In ascolto di Esodo

Essi videro Dio (prima parte)

In ascolto di Esodo [Es 24,6-8].

Mosè salì con Aronne, Nadab, Abiu e i settanta anziani di Israele.
Essi videro il Dio d’Israele: sotto i suoi piedi vi era come un pavimento in lastre di zaffiro, limpido come il cielo.
Contro i privilegiati degli Israeliti non stese la mano: essi videro Dio e poi mangiarono e bevvero. (Es 24,9-11)

Ildegarda scorge la Trinità (visione)

* Mosè salì con Aronne, Nadab, Abiu e i settanta anziani di Israele
All’inizio del capitolo Dio aveva ordinato a Mosè:

Sali verso il Signore tu e Aronne, Nadab e Abiu e settanta anziani d’Israele (Es 24,1).

Ora, come a incorniciare e sigillare il racconto della conclusione dell’Alleanza, questo invito viene eseguito. Mosè sale quindi, con Aronne, Nadab, Abiu e i 70 anziani e avviene qualcosa di straordinario: essi… videro Dio!

Poi – dice il testo – mangiarono e bevvero. Abbiamo qui la seconda delle due tradizioni che confluiscono nel rito della celebrazione dell’Alleanza. Dopo l’olocausto con l’aspersione del sangue, ecco ora il banchetto sacrificale.

* Essi videro il Dio d’Israele
Due volte (al v.10 e al v.11) si sottolinea che essi «videro» Dio. L’ebraico usa nei due casi due verbi diversi: jire’û e jechezû che potremmo anche tradurre rispettivamente con “videro” e “contemplarono”. Questa seconda espressione verbale diventerà tipica della visione profetica.

La Bibbia greca dei LXX sembra voler attenuare (ma vedremo che non è così) la portata di questa visione traducendo il v.11 “furono visti nel luogo di Dio”, anziché “contemplarono Dio”.

La domanda che ci poniamo è: cosa videro realmente Mosè e i suoi compagni? Cosa significa che… videro Dio? E ancora: cosa significa secondo la Bibbia greca che essi furono visti nel luogo di Dio?

La tradizione ebraico-cristiana ha spesso interpretato questa visione non nel senso di una esperienza dei sensi, fisica, ma di una visione dell’intelletto, mistica. Come anche in altri luoghi della Bibbia, infatti, non troviamo una… descrizione dell’aspetto di Dio.

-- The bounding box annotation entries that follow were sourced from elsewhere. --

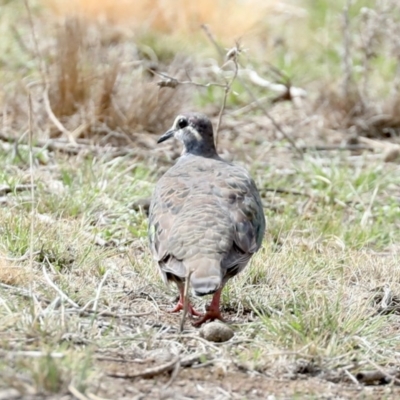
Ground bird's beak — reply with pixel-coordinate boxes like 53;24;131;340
157;128;175;143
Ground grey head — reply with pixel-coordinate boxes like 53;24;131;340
157;113;217;157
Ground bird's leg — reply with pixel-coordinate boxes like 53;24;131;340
193;287;224;326
167;286;203;317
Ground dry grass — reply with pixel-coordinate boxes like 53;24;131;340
0;2;400;400
45;0;301;40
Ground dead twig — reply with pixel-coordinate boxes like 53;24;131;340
214;42;241;149
92;269;111;313
0;183;36;196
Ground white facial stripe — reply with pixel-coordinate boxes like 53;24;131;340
173;115;203;142
172;115;183;130
186;125;203;142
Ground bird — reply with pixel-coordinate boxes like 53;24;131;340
148;112;265;326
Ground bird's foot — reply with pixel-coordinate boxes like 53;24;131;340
192;307;225;327
167;300;203;317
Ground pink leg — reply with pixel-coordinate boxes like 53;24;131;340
193;287;224;326
167;287;203;317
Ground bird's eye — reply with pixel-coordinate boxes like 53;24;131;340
177;118;189;129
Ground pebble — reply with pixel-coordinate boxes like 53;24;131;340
200;321;234;342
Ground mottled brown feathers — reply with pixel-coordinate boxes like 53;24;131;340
149;114;265;295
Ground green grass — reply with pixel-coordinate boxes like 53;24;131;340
0;0;400;398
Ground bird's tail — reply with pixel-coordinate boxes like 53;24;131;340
185;258;222;296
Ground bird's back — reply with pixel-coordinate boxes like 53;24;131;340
149;155;265;295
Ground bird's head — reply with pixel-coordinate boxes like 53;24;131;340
157;113;217;157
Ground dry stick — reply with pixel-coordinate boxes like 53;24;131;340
214;44;240;149
342;0;352;98
68;383;90;400
28;92;36;312
179;270;193;332
201;25;303;158
92;269;111;312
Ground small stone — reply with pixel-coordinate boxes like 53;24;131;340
200;321;234;342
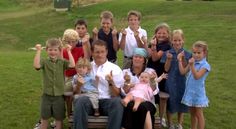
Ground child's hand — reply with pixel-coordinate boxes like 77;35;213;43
160;73;168;79
121;29;127;36
105;71;113;83
124;72;131;83
188;57;195;66
65;44;72;51
166;51;173;60
150;72;157;80
177;51;184;61
92;27;98;35
111;27;117;36
150;37;157;47
35;44;42;51
77;75;85;86
134;30;139;37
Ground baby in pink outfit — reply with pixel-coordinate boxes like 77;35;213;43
121;72;167;111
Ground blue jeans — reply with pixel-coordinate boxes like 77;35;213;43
74;96;124;129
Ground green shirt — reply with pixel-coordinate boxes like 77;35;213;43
40;58;69;96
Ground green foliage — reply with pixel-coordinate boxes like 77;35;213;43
0;0;236;129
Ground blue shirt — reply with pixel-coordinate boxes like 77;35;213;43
98;29;118;62
182;58;211;107
72;74;97;92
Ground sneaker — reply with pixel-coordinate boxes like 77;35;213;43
50;120;56;129
34;120;41;129
161;118;167;127
176;124;183;129
168;125;175;129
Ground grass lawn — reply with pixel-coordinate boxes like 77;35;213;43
0;0;236;129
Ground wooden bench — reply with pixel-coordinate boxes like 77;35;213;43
68;116;161;129
69;92;169;129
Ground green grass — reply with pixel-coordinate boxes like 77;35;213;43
0;0;236;129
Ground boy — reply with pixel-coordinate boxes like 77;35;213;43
72;58;100;116
34;38;75;129
75;19;92;59
93;11;119;64
119;10;148;69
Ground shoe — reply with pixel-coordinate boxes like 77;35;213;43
168;125;175;129
34;120;41;129
50;121;56;129
161;118;167;127
176;124;183;129
68;115;73;123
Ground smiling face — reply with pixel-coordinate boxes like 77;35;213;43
46;46;60;60
75;24;87;38
155;27;169;42
172;33;184;51
76;66;89;76
128;15;140;30
101;18;112;33
139;72;150;83
92;45;107;65
192;47;206;61
132;55;145;68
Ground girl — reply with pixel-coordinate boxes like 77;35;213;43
121;72;167;111
178;41;210;129
119;10;148;69
147;23;171;127
72;58;100;116
75;19;92;59
161;29;191;129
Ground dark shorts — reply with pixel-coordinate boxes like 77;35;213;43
41;94;65;120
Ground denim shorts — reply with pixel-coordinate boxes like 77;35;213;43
41;94;65;120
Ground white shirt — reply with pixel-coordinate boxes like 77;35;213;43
91;61;124;99
119;27;147;57
121;68;159;105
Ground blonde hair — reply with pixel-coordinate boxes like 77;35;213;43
127;10;142;21
62;29;79;41
154;22;171;40
192;41;208;56
75;57;92;71
100;11;113;21
46;38;62;50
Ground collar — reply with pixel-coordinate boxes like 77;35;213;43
127;26;141;34
195;58;206;64
169;47;184;54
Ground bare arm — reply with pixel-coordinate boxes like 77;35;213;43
112;28;119;51
82;35;91;59
105;71;120;97
120;29;127;50
164;51;173;72
177;51;189;75
93;27;98;41
66;44;75;68
189;58;207;80
34;44;42;69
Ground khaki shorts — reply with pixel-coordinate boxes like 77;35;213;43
64;77;73;96
41;94;65;120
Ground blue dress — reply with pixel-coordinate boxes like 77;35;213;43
182;58;211;107
161;48;192;113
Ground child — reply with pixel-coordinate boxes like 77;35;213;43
121;72;167;111
178;41;211;129
34;38;75;129
93;11;119;64
72;58;100;116
161;29;191;129
147;23;171;91
75;19;92;59
62;29;84;122
119;10;148;69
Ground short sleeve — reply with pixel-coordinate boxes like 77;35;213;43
202;63;211;72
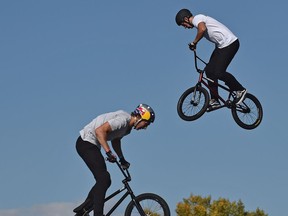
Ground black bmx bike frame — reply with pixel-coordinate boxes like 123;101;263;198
88;161;146;216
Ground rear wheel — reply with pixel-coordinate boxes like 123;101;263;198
125;193;170;216
177;86;209;121
231;93;263;130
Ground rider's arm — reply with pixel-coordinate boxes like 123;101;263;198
95;122;112;152
111;139;123;158
193;22;207;45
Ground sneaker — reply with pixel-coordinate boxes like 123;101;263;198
73;199;93;216
207;99;221;112
235;89;247;105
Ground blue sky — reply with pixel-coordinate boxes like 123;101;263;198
0;0;288;216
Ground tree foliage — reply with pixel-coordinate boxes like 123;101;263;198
176;195;268;216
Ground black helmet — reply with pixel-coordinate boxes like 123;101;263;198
175;9;193;26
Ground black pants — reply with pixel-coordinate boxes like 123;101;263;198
76;137;111;216
205;40;244;99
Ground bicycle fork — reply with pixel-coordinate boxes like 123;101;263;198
125;184;146;216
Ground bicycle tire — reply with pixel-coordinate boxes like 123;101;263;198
125;193;170;216
177;86;209;121
231;93;263;130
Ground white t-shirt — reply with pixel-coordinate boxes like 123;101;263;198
80;110;131;149
192;14;237;49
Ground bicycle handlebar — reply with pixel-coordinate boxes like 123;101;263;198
193;49;207;73
115;161;131;181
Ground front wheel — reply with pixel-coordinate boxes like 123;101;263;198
231;93;263;130
177;86;209;121
125;193;170;216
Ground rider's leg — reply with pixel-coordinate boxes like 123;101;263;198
206;40;244;91
76;138;111;216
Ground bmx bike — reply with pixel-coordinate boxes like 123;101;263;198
75;161;170;216
177;50;263;130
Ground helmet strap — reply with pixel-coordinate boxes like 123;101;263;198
134;117;142;129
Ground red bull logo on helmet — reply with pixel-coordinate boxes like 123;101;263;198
137;107;151;121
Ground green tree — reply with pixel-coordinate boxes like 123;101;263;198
176;195;268;216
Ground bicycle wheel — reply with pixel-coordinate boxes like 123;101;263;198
125;193;170;216
177;86;209;121
231;93;263;130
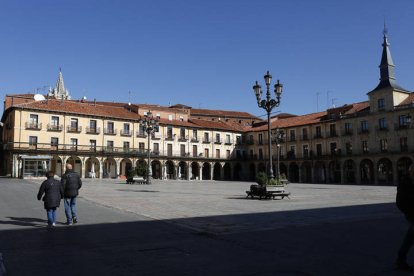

Isaia descrive il trono e i lembi del mantello che riempiono il tempio:

Io vidi il Signore seduto su un trono alto ed elevato; i lembi del suo manto riempivano il tempio. [Is 6,1]

Ezechiele invece parla anche di una figura dalla sembianze umane:

(…) apparve qualcosa come una pietra di zaffiro in forma di trono e su questa specie di trono, in alto, una figura dalle sembianze umane. (…) Così percepii in visione la gloria del Signore. Quando la vidi, caddi con la faccia a terra e udii la voce di uno che parlava. [Ez 1,25-28]

La visione di Ezechiele di una figura dalle sembianze umane mi ha portato col pensiero alle prime due visioni e miniature del Liber divinarum operum di Ildegarda di Bingen (1098-1179).

Ildegarda e lo Spirito Creatore (visione)

Nella prima visione Ildegarda scorge la Trinità che si dona come una “bella e meravigliosa immagine” in forma umana. Perché? Innanzitutto perché Dio ha creato l’uomo… a sua immagine e somiglianza! In secondo luogo perché egli stesso per la nostra salvezza nella sua Carità si è fatto uomo nel Verbo suo Figlio. L’immagine dello Spirito creatore appare quindi in una mirabile immagine in forma umana (…). Sopra il suo capo una testa canuta, il Padre. Portato sulle mani dallo Spirito, quasi fulcro e chiave di volta al centro della figura, il Figlio, fattosi piccolo e Agnello.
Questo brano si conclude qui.